Modern CPUs are massively complicated and contain millions of individual design parts. The driving force behind this complexity is not the discovery of new kinds of computation; it is the demand for speed. Faster computers do permit new applications. However, even a slow, simple, primitive computer such as the one described here can execute the same algorithms as any more sophisticated computer.
Motivation, inception and development
Computer hardware, especially CPUs, is mysterious to most of us. Most people, even most programmers, are happy for it to remain so.

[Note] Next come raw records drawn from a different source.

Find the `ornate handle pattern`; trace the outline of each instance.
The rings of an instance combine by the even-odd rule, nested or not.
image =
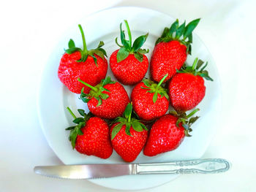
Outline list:
[[[220,173],[227,171],[230,164],[222,158],[197,159],[169,163],[139,164],[137,174],[190,174]]]

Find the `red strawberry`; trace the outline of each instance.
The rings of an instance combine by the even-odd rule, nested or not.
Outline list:
[[[187,116],[186,113],[178,115],[176,112],[165,115],[158,119],[150,130],[143,153],[147,156],[173,150],[182,142],[185,136],[189,137],[190,126],[199,117],[190,118],[199,110],[195,110]]]
[[[90,114],[86,115],[83,110],[78,110],[83,118],[76,118],[67,107],[77,123],[76,126],[66,128],[70,130],[69,137],[72,146],[80,153],[95,155],[102,158],[109,158],[113,152],[108,123],[102,119]]]
[[[119,50],[114,51],[110,59],[111,70],[116,79],[124,85],[135,85],[140,82],[145,77],[148,68],[148,61],[144,55],[148,53],[148,49],[143,50],[141,46],[146,42],[148,34],[138,37],[132,46],[132,36],[128,23],[124,20],[126,24],[129,40],[125,39],[124,32],[121,31],[121,42],[122,45],[117,42],[116,44],[121,47]]]
[[[104,57],[107,55],[101,47],[104,45],[103,42],[100,42],[95,50],[88,50],[82,27],[78,26],[83,37],[83,50],[76,47],[74,41],[69,40],[69,49],[65,50],[66,53],[59,64],[58,76],[72,92],[80,93],[84,88],[84,92],[88,93],[90,88],[77,80],[79,77],[93,86],[100,82],[108,71],[108,61]]]
[[[176,111],[186,112],[195,108],[203,99],[206,87],[203,77],[213,80],[203,70],[203,62],[195,58],[192,66],[184,67],[173,77],[169,84],[170,104]]]
[[[167,74],[158,84],[145,79],[133,88],[132,102],[140,118],[151,120],[164,115],[168,110],[169,96],[167,91],[160,86],[167,77]]]
[[[156,42],[150,63],[150,71],[154,81],[159,82],[165,74],[168,74],[164,82],[167,81],[176,73],[176,69],[183,66],[187,53],[191,53],[192,32],[199,20],[194,20],[187,26],[184,22],[179,26],[177,19],[170,28],[165,28]]]
[[[106,119],[116,118],[123,114],[129,99],[119,82],[113,82],[108,77],[93,87],[80,79],[78,80],[91,88],[89,94],[85,94],[82,90],[80,99],[87,103],[92,114]]]
[[[129,104],[123,118],[117,118],[110,128],[112,146],[127,162],[136,159],[148,137],[148,129],[140,120],[132,118],[132,106]]]

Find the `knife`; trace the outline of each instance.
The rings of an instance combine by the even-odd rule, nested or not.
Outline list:
[[[83,164],[35,166],[35,173],[56,178],[96,179],[130,174],[220,173],[230,164],[222,158],[152,164]]]

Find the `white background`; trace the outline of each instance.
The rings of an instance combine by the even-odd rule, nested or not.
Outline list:
[[[76,20],[118,6],[148,7],[181,20],[201,18],[195,33],[215,59],[222,86],[221,127],[203,158],[227,158],[233,164],[230,171],[183,175],[143,191],[255,191],[256,4],[252,0],[1,2],[0,191],[117,191],[86,180],[40,177],[33,168],[61,164],[48,146],[37,114],[46,50]]]

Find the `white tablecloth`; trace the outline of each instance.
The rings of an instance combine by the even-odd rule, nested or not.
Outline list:
[[[221,127],[204,158],[224,158],[226,173],[183,175],[143,191],[255,191],[256,107],[255,1],[5,1],[1,4],[0,191],[117,191],[86,180],[36,175],[36,165],[59,164],[37,115],[45,51],[75,20],[111,7],[139,6],[190,20],[214,56],[222,93]],[[75,20],[75,21],[74,21]],[[46,52],[46,51],[45,51]]]

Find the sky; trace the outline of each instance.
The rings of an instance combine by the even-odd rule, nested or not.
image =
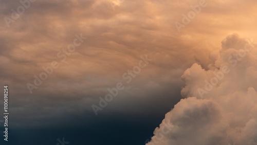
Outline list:
[[[1,144],[256,145],[256,11],[0,0]]]

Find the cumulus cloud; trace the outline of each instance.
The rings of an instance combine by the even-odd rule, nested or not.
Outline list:
[[[211,53],[207,69],[195,63],[187,69],[181,91],[186,98],[166,115],[146,144],[257,144],[255,45],[229,35],[217,55]]]

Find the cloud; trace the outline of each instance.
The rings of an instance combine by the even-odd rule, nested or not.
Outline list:
[[[147,145],[257,144],[256,45],[236,33],[222,44],[208,69],[194,64],[185,71],[181,93],[186,98],[166,115]],[[229,71],[223,76],[218,72],[224,66]],[[217,83],[212,83],[215,78]],[[205,89],[207,82],[212,89]],[[161,131],[165,123],[172,126],[167,134]]]

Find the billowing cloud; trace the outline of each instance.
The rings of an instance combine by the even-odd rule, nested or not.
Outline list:
[[[147,145],[257,144],[257,49],[236,34],[182,76],[181,99],[168,113]],[[167,126],[167,124],[169,125]]]

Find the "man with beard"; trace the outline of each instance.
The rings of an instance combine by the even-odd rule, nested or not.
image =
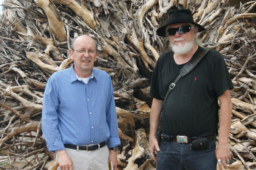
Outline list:
[[[166,92],[179,71],[202,50],[196,36],[204,30],[194,22],[190,11],[180,9],[170,11],[166,24],[157,30],[159,36],[169,36],[172,50],[158,59],[150,90],[153,99],[149,152],[156,162],[158,170],[216,170],[217,160],[221,170],[222,165],[227,168],[226,162],[231,158],[228,139],[232,110],[229,90],[234,87],[219,52],[210,51],[180,79],[162,109]],[[215,148],[218,99],[220,128]],[[159,146],[156,136],[160,120],[161,141]]]

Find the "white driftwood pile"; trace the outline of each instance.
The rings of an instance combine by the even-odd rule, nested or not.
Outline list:
[[[0,169],[52,168],[54,155],[41,131],[44,88],[53,73],[70,67],[70,39],[89,34],[99,44],[95,67],[112,80],[121,139],[118,168],[155,169],[148,151],[149,85],[159,55],[169,48],[156,30],[176,7],[190,9],[206,28],[198,37],[223,55],[235,86],[229,169],[256,169],[256,14],[250,12],[256,5],[236,9],[226,0],[5,0],[0,22],[0,159],[8,163]]]

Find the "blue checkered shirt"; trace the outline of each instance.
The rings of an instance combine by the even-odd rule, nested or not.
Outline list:
[[[120,144],[111,78],[93,69],[87,84],[76,76],[73,65],[54,73],[44,95],[42,129],[48,150],[65,150],[64,144],[89,145],[107,141]]]

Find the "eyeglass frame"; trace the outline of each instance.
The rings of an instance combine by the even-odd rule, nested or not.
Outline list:
[[[192,28],[192,27],[191,25],[186,25],[180,26],[177,28],[171,28],[168,29],[166,31],[168,35],[169,36],[173,36],[175,35],[176,31],[178,31],[179,34],[182,34],[189,32],[192,28]],[[184,30],[184,31],[183,31],[182,30],[181,30],[181,29]],[[170,32],[171,30],[173,30],[172,33]],[[175,32],[174,32],[175,31]]]
[[[97,50],[74,50],[73,49],[72,49],[73,51],[77,51],[78,53],[80,53],[81,54],[85,54],[86,53],[86,52],[88,52],[88,53],[89,54],[89,55],[92,55],[94,54],[95,54],[95,52],[97,51]],[[82,51],[83,51],[83,53],[81,53],[81,52]],[[89,51],[93,51],[93,53],[90,53]]]

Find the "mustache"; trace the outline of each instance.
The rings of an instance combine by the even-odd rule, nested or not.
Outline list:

I was introduced to logic gates at school. There was no real computer science curriculum in those days, so what kind of exposure you got to computer science was a combination of your own study and your fortune in having a proactive teacher who knew something beyond how to use a word processor. My teacher was Martyn Leda who knew lots of things besides word processing. One of the classes was “Computer Programming” which introduced us to a plethora of languages and included some low level things like assembly programming, and some circuit design. I think it was after learning about turning gates into half adders into full adders and so on that I began to whimsically “design” my first CPU. The combinational logic was obvious, and I knew something about flip flops, but everything about how the CPU actually got work done was obscured by liberally applied handwaving.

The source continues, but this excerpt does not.